Seth Green: The Identical Is Not a Movie About Elvis

3 minute read

He’s got jet-black hair, a booming voice and a Graceland-like estate — but Drexel Hemsley, the fictional rock-and-roll star in The Identical, now in theaters, is no Elvis Presley. Rather, the film takes a footnote from Presley’s biography — that he had an identical twin who died at birth — and turns it into the movie’s central hypothetical: While Drexel becomes a national celebrity, what if an unknown but equally talented twin were also trying to make his own way in the world?

“I’ve had a lot of people approach me and say, ‘Oh, I didn’t know you were such an Elvis fan,’” says Seth Green, who plays the best friend of Ryan Wade, the other twin and the film’s protagonist. “This movie just uses the notion of Elvis’ twin brother dying at birth to tell a story about nature-versus-nurture and the life you chose versus the life people choose for you. Even if you don’t like Elvis, or have never heard Elvis, or have a physical and mental aversion to Elvis, that’s not what this movie is.”

Real-life Elvis impersonator Blake Rayne plays both brothers in the film, but he spends most of his screen time as Ryan Wade, who grows up the son of a strict preacher (Ray Liotta) after his cash-strapped birth parents give him up in a secret adoption. But while Wade wrestles with heavy questions about identity and finding his calling, as the trusty sidekick and bandmate Dino, Green gets to be the eternal goofball.

“This guy is a career indulger,” Green says. “This is the guy that’s living the hardest life: the guy that’s always smiling, the guy that’s always drinking, always smoking, always womanizing. He’s a rolling stone. The only thing he’s on this earth to do is play the drums. As a result, I got to be in a really good mood the whole time.”

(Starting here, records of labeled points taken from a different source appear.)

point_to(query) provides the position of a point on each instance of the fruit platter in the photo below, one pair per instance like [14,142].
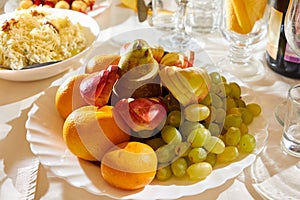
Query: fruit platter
[143,122]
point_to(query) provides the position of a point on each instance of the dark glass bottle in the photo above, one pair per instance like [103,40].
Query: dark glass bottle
[279,56]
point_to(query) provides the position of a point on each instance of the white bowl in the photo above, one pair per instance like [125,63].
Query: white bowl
[91,31]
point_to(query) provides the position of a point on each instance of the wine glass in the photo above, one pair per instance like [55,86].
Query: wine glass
[179,39]
[292,26]
[243,24]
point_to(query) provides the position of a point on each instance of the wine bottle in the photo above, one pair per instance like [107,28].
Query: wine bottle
[280,58]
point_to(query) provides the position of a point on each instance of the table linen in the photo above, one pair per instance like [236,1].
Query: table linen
[16,99]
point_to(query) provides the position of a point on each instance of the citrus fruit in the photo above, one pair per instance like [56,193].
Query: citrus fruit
[90,131]
[68,96]
[129,165]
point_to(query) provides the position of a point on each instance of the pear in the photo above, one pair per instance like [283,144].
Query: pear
[138,72]
[135,54]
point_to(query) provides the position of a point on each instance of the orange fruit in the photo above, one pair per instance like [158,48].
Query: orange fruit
[129,165]
[101,62]
[68,96]
[89,132]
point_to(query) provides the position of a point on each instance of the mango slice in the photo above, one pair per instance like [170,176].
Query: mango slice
[242,14]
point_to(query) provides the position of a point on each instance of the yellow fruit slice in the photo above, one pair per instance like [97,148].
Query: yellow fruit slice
[255,9]
[241,15]
[130,4]
[231,20]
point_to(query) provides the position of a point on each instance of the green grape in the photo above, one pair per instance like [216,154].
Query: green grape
[182,149]
[229,154]
[198,137]
[211,158]
[235,90]
[207,100]
[214,129]
[196,112]
[155,143]
[230,103]
[174,118]
[199,171]
[247,143]
[164,173]
[247,116]
[165,153]
[170,134]
[234,110]
[254,108]
[216,101]
[171,102]
[244,129]
[197,155]
[188,126]
[232,136]
[179,167]
[220,115]
[232,120]
[214,145]
[240,103]
[215,77]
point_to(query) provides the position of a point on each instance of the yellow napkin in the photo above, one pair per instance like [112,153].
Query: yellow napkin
[242,14]
[130,4]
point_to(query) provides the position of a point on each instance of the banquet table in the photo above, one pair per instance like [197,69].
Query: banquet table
[16,99]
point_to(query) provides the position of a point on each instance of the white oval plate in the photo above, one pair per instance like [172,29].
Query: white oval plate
[99,7]
[92,31]
[44,133]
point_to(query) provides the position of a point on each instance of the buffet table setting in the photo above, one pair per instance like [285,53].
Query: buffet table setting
[28,169]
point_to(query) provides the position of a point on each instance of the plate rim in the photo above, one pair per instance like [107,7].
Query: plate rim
[56,68]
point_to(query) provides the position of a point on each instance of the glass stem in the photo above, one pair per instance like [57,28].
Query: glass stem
[240,54]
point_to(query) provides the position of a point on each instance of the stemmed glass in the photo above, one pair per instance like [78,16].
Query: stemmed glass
[243,24]
[179,39]
[292,26]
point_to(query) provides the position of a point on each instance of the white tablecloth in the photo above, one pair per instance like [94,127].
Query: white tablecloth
[16,99]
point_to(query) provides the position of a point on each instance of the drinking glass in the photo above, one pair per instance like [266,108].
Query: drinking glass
[292,26]
[243,24]
[179,39]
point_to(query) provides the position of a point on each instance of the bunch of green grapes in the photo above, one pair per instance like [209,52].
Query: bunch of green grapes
[197,137]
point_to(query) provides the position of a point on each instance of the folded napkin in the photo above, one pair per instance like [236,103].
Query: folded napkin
[130,4]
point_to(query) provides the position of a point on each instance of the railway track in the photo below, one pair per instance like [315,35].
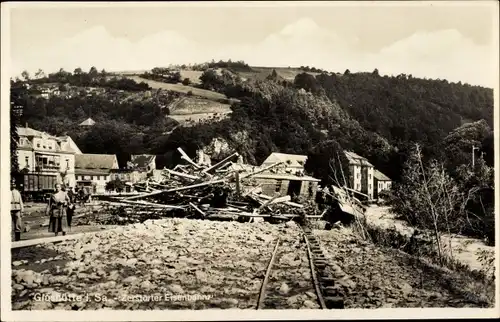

It wasn’t hard to be cheerful for Green, who spent a few weeks filming in Nashville, hanging out behind a drum kit, practicing a southern accent and donning long hair and a beard as the film’s timeline moves into the 1960s. “I practiced playing the songs specifically as opposed to playing the drums,” says Green, who grew up a fan of the era’s music. “I approached it like dance choreography — I’d put my hand on it here, or put my foot here on this note, and it made it a lot easier to wrap my head around it.”

And though he found his calling very early, beginning his acting career as a child, Green, now 40, says the musical movie’s message struck a chord — literally. “I was lucky enough to have my parents’ support at a really young age, and lucky enough to have certainty of my own purpose, and that made it very difficult to talk to anyone who didn’t take that seriously,” he says. “I can really relate to the character feeling like everything around him says, ‘Go in this direction,’ but he knows in his gut to go another.”